On the drive over, I saw this sweet lowrider.


A benefit of diversity. No way I'd spend time or money putting together a truck like that, it's too non-functional for anything I do. But fortunately for me, there are people in the ATL who are all about it, so every now and then I see some cool car or truck with no personal investment. Ahh, diversity.

We started at the church, next to the Charley's, off of Fulton Industrial. When I got there, there were like 20 other riders milling around, getting ready for a group ride. I saw several old-school BOR jerseys, but I didn't recognize any of the folks wearing them.

They all rolled out. I fixed a flat rear tire and got dressed. My bro showed up. He got dressed. About halfway through that, a guy came rolling up in an Aaron's kit. His name was Tony. He was from Rhode Island by way of Spain, and he's currently working as a Spanish teacher somewhere near or in Vinings. He'd missed the roll-out and wanted to sit in with us. He looked fast. We all hit the road a few minutes later.
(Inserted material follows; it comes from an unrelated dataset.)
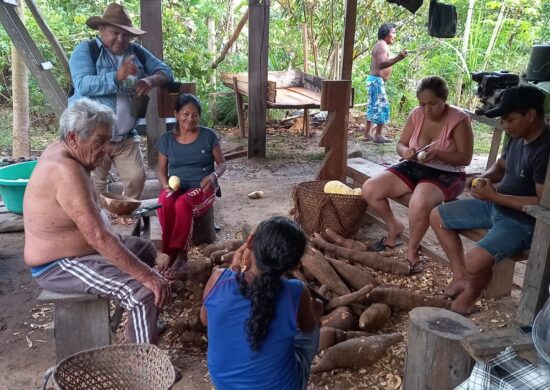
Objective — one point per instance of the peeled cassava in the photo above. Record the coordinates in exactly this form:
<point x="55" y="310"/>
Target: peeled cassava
<point x="174" y="182"/>
<point x="337" y="187"/>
It was killing me. I could hang in there, but that's all I was doing. My bro was talking about how fat and out of shape he was. Great. I can't wait for the crushination when he's in good shape.

We softpedaled when Tony had to stop and pee, and for the first time that day, John dropped back and got on my wheel. "Hey Dave, your tire's low." The tube I'd put in at the car was certainly suspect. I flat so rarely on the road... my spares have been in and out of my pocket a hundred times, and rolled around in the back of my truck for months. It's a wonder they hold air at all. We stopped at a church and fixed it, with an equally suspect spare.

It was in the 40's outside, and John was getting warm, so he took the opportunity to remove his tights too, which were on under his bib and thus required that he take off every stitch of clothing he was wearing above the ankles; a lot of work, but he felt like a new man afterwards.

I also felt like a new man. I'm not sure how much of it was getting a break vs. fixing the flat, or them easing up, but the rest of the ride didn't kill me. I took my turns, and we had a pretty good time.

We stopped at one store, somewhere out in the middle of nowhere. I've been there before, but I couldn't tell you where it is. I've ridden this route like 6 or 8 times, but not having ever looked at a map of it, the whole thing seems anonymous. Fortunately it's anonymous, quiet, scenic, rolling, country roads. Rolling being one of the operative words there. There are like 400 hills. Maybe more. All hills, all day.

In the last 5 miles or so, I was managing cramps. John had gone through a bout and shook them off earlier. Tony seemed fine. He only fell back a few times all day, and I'm not sure he wasn't just digging something out of his pockets.

Me and John hung out at Charleys for a while, post-ride. I don't get to spend nearly enough time hanging out with him as I'd like. I'll have to make more of an effort to do that. We also watched 4 different custody swaps. It's Sunday night, time for junior to head back to Mom's house. I'd never noticed a custody swap before, but watch, now I'll see them everywhere. Like the dude-cruisers, it's another subculture that I've suddenly become aware of. I'll end up scrutinizing every partial-family sitting in parking lot on Friday or Sunday night. You learn something new every day.